Licenciement d’un salarié inapte : combien ?
Licenciement pour inaptitude : verser le salaire jusqu’à la fin du contrat !
Suite à un arrêt de travail qui a débuté un 7 mars, une salariée a été déclarée inapte par le médecin du travail, le 12 septembre. Mais, faute de reclassement possible dans l’entreprise, elle a finalement été licenciée pour inaptitude le 3 décembre.
Comme cela s’impose à lui, l'employeur a versé à la salariée le salaire correspondant à l'emploi qu'elle occupait avant la suspension de son contrat de travail. Mais il a appris que cette salariée a retrouvé un nouvel emploi à temps plein dès le 17 septembre. Il lui a alors réclamé le remboursement des sommes versées.

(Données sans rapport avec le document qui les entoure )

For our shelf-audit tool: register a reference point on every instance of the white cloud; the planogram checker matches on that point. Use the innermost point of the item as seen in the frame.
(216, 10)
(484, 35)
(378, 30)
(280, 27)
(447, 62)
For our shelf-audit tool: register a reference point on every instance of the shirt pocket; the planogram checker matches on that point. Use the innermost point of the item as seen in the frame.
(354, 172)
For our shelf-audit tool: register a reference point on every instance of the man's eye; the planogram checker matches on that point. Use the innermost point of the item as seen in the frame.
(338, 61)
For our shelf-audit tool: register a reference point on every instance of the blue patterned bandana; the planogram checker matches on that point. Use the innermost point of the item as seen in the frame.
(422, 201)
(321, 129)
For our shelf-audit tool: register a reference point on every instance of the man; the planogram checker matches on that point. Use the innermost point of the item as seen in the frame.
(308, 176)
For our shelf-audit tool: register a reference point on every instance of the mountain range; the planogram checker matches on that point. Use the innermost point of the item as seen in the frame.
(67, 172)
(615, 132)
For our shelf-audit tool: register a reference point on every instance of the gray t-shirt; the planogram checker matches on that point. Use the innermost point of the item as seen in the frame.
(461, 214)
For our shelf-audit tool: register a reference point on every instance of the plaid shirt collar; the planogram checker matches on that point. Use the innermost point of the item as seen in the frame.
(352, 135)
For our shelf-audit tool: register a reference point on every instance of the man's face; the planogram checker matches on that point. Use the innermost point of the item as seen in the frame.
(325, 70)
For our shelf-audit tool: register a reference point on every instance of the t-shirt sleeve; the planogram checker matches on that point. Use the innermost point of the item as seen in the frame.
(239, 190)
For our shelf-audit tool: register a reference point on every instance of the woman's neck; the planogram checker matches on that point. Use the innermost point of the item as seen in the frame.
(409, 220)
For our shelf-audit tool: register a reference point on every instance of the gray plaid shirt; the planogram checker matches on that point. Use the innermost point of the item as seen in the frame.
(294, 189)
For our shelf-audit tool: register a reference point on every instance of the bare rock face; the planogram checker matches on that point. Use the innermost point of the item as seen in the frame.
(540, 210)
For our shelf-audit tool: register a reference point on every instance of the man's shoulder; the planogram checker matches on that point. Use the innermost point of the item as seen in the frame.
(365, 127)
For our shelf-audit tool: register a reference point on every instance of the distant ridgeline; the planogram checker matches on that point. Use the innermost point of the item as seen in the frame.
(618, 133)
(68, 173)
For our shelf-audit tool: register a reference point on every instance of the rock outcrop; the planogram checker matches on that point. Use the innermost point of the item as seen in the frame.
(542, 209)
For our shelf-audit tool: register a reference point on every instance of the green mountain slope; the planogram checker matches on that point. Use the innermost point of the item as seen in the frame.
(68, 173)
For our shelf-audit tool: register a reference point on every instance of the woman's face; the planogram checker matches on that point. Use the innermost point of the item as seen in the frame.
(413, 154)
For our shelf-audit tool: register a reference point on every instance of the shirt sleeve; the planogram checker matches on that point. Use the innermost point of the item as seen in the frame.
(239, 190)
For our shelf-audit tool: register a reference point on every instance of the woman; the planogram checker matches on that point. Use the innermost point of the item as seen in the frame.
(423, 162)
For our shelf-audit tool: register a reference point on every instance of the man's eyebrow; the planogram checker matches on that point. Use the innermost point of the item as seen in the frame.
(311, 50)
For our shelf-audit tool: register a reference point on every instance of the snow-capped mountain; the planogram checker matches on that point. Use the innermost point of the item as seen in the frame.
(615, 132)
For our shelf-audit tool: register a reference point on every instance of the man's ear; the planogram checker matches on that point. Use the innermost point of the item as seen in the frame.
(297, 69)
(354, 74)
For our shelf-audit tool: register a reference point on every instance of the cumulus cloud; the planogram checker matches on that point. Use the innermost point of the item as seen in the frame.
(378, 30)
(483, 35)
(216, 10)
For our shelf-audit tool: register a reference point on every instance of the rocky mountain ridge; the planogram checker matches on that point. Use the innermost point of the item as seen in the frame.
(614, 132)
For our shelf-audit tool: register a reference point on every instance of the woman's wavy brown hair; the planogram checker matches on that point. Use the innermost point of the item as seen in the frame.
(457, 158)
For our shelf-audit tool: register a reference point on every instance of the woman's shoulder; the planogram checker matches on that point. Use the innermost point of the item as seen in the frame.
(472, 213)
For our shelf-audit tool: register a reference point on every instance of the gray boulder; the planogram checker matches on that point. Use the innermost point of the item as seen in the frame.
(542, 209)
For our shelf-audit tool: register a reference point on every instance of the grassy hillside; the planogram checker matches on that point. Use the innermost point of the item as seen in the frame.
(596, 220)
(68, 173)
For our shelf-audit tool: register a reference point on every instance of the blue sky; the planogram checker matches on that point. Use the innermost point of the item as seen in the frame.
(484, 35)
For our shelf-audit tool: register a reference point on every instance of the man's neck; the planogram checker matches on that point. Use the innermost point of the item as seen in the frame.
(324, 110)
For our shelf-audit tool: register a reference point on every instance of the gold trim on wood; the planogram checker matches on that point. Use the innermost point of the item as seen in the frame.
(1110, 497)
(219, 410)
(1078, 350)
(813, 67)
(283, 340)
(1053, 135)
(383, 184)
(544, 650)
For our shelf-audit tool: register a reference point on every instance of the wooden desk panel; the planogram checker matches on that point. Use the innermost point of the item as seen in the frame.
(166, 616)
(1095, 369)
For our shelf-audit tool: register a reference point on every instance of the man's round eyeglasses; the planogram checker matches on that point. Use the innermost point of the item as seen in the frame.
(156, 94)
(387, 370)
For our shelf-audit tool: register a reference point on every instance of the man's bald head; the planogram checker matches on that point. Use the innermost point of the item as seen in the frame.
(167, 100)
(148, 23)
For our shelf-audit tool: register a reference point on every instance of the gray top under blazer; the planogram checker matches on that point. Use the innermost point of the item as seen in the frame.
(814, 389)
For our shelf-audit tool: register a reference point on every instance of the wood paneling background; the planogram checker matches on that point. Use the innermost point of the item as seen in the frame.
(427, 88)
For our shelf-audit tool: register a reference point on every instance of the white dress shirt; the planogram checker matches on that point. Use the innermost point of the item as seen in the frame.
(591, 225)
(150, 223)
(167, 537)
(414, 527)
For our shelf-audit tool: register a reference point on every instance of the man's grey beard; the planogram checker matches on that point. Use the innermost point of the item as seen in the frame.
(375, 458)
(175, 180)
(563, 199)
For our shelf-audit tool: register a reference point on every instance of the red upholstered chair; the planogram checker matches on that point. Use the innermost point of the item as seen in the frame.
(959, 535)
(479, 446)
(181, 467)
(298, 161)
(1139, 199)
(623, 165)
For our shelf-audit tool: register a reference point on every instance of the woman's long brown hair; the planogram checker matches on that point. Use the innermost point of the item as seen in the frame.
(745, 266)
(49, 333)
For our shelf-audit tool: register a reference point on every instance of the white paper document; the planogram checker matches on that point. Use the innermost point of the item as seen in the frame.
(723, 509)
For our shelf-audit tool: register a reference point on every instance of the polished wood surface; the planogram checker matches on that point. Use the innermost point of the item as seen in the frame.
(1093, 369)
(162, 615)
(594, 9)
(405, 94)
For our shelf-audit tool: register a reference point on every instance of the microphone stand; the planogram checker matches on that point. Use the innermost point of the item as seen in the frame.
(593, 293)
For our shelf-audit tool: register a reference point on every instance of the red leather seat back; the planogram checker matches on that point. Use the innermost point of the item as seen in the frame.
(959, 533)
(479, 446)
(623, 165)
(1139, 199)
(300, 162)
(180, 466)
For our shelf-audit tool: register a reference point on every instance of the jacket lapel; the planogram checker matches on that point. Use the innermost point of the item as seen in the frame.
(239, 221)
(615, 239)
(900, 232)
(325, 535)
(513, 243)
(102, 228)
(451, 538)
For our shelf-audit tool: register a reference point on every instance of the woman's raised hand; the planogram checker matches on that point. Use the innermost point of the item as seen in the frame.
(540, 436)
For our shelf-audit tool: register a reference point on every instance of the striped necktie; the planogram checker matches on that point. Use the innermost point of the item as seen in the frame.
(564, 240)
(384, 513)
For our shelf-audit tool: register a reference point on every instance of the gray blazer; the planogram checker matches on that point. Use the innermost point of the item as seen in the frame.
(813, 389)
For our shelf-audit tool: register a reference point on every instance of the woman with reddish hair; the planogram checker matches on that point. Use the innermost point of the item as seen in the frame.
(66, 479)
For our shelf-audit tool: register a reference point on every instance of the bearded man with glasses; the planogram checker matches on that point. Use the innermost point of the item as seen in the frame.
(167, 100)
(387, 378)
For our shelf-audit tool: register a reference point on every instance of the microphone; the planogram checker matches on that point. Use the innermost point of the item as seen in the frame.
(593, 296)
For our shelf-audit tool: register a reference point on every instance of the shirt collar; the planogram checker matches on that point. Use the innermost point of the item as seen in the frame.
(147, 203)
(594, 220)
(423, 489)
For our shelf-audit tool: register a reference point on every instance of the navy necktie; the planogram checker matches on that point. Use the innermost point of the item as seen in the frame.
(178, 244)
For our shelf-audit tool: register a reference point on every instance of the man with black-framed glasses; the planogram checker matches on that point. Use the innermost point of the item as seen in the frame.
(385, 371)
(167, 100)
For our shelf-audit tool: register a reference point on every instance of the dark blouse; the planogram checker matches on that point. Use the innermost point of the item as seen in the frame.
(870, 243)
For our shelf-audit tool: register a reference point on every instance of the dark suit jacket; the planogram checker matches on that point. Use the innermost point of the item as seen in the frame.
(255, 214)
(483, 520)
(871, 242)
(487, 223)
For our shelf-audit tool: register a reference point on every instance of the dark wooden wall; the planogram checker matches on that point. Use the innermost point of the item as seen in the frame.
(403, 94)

A tort selon le juge qui rappelle que l'employeur est tenu de verser au salarié victime d'une maladie ou d'un accident non professionnel, qui n'est pas reclassé dans l'entreprise à l'issue du délai d'un mois à compter de la date de l'examen de reprise du travail ou qui n'est pas licencié, le salaire correspondant à l'emploi qu'il occupait avant la suspension de son contrat de travail.
Dans ces conditions, il était ici tenu de verser à la salariée, pour la période du 12 octobre au 3 décembre, le salaire correspondant à l'emploi qu'elle occupait avant la suspension du contrat de travail. Peu importe qu’elle ait retrouvé entre temps un poste à temps plein…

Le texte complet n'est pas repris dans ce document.